Strangely, SEBI passed this very damaging interim order even though in its final order
dated 15 July 2015 it admitted that "there appears to be no material on record at this
stage to suggest that the noticee had continued with such activities post June 2007."
Notwithstanding, WTM restrained Vijay Gaba "from making an application to SEBI for
offering portfolio management services or investment advisory services or any activity in
the securities market requiring registration for a period of one year."

The said 16 July order of SEBI was quashed by SAT through its order dated 26 July
2016, which asked SEBI to reconsider the matter and pass an appropriate order.

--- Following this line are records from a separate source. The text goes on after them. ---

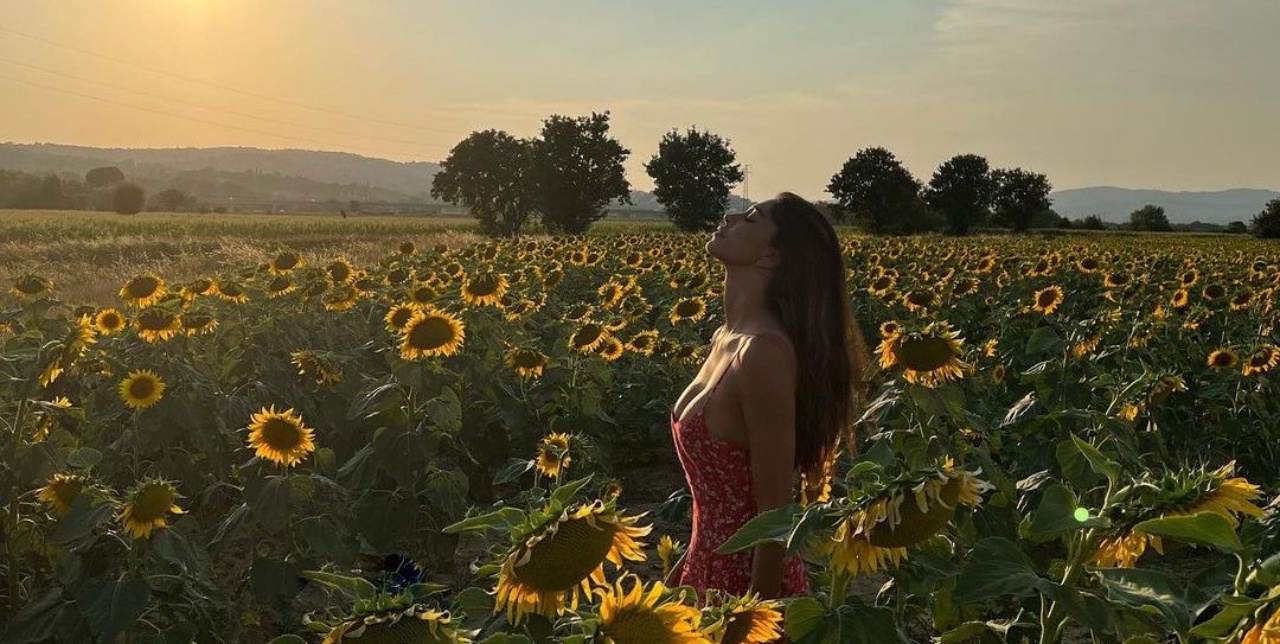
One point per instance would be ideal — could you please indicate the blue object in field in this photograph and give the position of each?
(401, 574)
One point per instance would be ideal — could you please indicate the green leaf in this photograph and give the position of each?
(1148, 588)
(513, 470)
(110, 606)
(1056, 514)
(1042, 341)
(773, 525)
(1203, 528)
(565, 493)
(1097, 460)
(996, 567)
(862, 624)
(355, 588)
(501, 519)
(81, 521)
(805, 621)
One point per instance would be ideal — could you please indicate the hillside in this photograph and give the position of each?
(1116, 204)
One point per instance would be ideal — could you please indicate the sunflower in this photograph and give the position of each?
(339, 272)
(588, 337)
(108, 322)
(919, 300)
(400, 315)
(286, 261)
(1180, 494)
(32, 286)
(928, 357)
(526, 362)
(748, 620)
(280, 437)
(552, 455)
(668, 549)
(280, 286)
(1047, 300)
(1223, 359)
(645, 616)
(611, 348)
(644, 342)
(199, 323)
(147, 506)
(432, 333)
(1262, 360)
(156, 324)
(688, 309)
(416, 624)
(141, 389)
(485, 288)
(60, 492)
(562, 558)
(142, 291)
(316, 366)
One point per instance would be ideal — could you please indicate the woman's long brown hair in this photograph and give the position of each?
(809, 298)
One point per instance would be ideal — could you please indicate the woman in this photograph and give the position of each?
(775, 394)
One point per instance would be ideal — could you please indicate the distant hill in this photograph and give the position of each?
(1182, 208)
(215, 174)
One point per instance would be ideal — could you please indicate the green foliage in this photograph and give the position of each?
(693, 174)
(961, 191)
(489, 173)
(1019, 196)
(128, 199)
(1267, 222)
(1150, 218)
(577, 172)
(880, 193)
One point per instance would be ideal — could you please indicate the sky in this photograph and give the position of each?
(1141, 94)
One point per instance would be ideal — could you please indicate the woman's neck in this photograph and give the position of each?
(745, 298)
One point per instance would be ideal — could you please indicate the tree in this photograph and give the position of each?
(577, 170)
(693, 174)
(960, 191)
(128, 199)
(104, 177)
(1150, 218)
(1093, 223)
(880, 193)
(170, 200)
(1267, 222)
(1019, 196)
(488, 172)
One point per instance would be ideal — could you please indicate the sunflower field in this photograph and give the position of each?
(1063, 439)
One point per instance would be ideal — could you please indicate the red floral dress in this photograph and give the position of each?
(720, 479)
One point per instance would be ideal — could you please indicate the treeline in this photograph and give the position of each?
(568, 174)
(101, 188)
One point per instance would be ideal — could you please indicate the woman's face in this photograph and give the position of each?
(746, 238)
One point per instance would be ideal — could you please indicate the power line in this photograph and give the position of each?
(219, 86)
(183, 117)
(197, 105)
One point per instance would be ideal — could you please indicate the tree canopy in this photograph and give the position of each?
(693, 174)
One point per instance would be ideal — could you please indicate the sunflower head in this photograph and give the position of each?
(432, 333)
(280, 437)
(32, 286)
(929, 356)
(563, 557)
(647, 613)
(147, 507)
(141, 389)
(142, 291)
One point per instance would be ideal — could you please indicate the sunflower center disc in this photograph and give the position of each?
(563, 560)
(924, 354)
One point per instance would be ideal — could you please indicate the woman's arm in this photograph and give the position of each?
(767, 392)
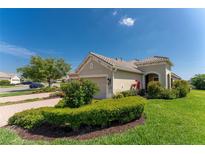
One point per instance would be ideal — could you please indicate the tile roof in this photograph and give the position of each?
(118, 63)
(131, 66)
(152, 60)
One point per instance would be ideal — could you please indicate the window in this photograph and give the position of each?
(91, 65)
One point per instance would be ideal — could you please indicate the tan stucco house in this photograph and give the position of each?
(113, 75)
(13, 78)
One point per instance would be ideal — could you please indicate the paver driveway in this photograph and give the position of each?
(23, 97)
(7, 111)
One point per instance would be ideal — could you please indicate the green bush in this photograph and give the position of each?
(182, 87)
(89, 89)
(129, 93)
(4, 83)
(29, 119)
(57, 94)
(142, 92)
(198, 81)
(101, 114)
(168, 94)
(154, 89)
(78, 92)
(118, 95)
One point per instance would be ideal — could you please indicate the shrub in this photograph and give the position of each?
(142, 92)
(29, 119)
(57, 94)
(129, 93)
(4, 83)
(198, 81)
(118, 95)
(154, 89)
(99, 114)
(78, 92)
(168, 94)
(182, 87)
(89, 89)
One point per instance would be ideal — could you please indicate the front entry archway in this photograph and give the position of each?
(150, 77)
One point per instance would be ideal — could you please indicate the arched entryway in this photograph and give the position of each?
(151, 77)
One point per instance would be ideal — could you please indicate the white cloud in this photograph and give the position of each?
(15, 50)
(127, 21)
(114, 13)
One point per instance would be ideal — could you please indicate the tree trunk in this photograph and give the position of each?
(49, 83)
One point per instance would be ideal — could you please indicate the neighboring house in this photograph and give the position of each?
(14, 79)
(115, 75)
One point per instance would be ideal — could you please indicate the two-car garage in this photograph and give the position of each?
(102, 84)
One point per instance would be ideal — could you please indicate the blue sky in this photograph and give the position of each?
(128, 33)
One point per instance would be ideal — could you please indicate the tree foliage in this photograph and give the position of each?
(198, 81)
(44, 70)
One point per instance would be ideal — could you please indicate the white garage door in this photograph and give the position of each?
(101, 82)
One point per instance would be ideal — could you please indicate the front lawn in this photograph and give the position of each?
(178, 121)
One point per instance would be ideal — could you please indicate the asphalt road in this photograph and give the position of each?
(7, 111)
(16, 88)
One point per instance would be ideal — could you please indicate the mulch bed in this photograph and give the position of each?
(47, 132)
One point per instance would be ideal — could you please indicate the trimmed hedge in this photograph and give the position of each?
(4, 83)
(101, 113)
(78, 92)
(126, 93)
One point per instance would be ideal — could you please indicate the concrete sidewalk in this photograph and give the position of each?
(23, 97)
(7, 111)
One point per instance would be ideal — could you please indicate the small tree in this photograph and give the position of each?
(78, 92)
(45, 70)
(198, 81)
(182, 88)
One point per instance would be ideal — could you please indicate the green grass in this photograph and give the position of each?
(18, 93)
(179, 121)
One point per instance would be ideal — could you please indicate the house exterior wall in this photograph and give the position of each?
(98, 71)
(123, 80)
(160, 69)
(5, 78)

Pursuant to SAT direction SEBI freshly examined the matter and passed the following
order dated 28 October 2016—

"SEBI vide Order dated July 15, 2015, had restrained the noticee from making an
application to SEBI for offering portfolio management services or investment advisory
services or any activity in the securities market requiring registration for a period of one
year. I note that the noticee has already undergone the period of prohibition as imposed
vide the SEBI Order. Further, there is no record to suggest that the noticee continued
with such activity post 2007. Therefore, I am of the opinion that such prohibition, which
has already been undergone by the noticee, would be commensurate with the breach.
With the above observations, I hereby dispose off the instant proceedings in respect of
Mr. Vijay Kumar Gaba."

This order has now been completely set aside by SAT vide order dated 29 March 2019.